Question

If the matrix \(A =\begin{bmatrix}x&-2 &-5y\\ 2&0& -9 \\10& 3z &0\end{bmatrix}\)is skew-symmetric, then the value of \((2x-3y+4z)\) is:

• A. 5
• B. 6
• C. 0
• D. -2

Answer 1

The Correct Option is B

To solve this problem, we need to use the properties of a skew-symmetric matrix. A matrix \(A\) is skew-symmetric if \(A = -A^T\), where \(A^T\) is the transpose of \(A\). Additionally, the diagonal elements of a skew-symmetric matrix must be zero.

Given matrix \(A = \begin{bmatrix}x & -2 & -5y \\ 2 & 0 & -9 \\ 10 & 3z & 0\end{bmatrix}\), we can apply skew-symmetric properties as follows:

1. The elements must satisfy: \(a_{ij} = -a_{ji}\).
2. Diagonal elements must be zero (i.e., \(x = 0\) and the elements at (2,2), (3,3)).

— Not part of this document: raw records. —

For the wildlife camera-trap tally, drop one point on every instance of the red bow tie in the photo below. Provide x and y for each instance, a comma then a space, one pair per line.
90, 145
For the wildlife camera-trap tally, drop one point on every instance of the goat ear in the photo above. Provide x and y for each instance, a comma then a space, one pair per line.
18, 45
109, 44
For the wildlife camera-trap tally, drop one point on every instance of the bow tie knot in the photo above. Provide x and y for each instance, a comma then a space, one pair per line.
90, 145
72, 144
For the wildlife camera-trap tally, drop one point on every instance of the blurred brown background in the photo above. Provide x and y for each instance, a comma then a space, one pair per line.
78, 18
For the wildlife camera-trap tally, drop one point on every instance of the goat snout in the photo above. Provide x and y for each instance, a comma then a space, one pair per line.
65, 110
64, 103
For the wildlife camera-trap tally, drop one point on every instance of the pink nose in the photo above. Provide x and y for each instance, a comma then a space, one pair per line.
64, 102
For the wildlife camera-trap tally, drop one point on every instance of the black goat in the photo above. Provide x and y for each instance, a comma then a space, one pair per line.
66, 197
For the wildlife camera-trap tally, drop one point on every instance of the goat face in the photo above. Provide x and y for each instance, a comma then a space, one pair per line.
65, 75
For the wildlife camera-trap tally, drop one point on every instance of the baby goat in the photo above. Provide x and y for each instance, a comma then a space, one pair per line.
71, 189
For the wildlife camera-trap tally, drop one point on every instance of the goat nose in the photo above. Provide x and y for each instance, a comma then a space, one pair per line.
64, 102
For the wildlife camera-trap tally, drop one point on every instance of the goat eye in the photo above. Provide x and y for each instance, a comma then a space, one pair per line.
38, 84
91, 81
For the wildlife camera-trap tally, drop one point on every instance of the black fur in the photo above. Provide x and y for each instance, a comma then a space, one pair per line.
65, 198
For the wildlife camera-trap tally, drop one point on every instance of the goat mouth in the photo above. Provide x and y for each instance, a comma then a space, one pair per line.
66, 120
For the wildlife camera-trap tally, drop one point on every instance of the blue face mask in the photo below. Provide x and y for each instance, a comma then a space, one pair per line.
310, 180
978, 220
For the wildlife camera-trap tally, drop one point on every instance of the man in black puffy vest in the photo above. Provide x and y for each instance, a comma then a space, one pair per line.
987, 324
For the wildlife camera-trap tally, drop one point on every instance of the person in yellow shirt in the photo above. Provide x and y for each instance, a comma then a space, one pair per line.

Evaluating the conditions:

• Element (1,1): \(x = 0\) (since diagonal elements must be zero).
• Elements (1,2) and (2,1): \(-2 = -2\) (condition satisfied).
• Elements (1,3) and (3,1): \(-5y = -10\)
  \(5y = 10 \Rightarrow y = 2\).
• Elements (2,3) and (3,2): \(-9 = -(3z)\)
  \(3z = 9 \Rightarrow z = 3\).

Now we compute \(2x - 3y + 4z\) with \(x = 0\), \(y = 2\), and \(z = 3\):

\(2x - 3y + 4z = 2(0) - 3(2) + 4(3)\)

\(= 0 - 6 + 12\)

\(= 6\)

Therefore, the value of \(2x - 3y + 4z\) is 6.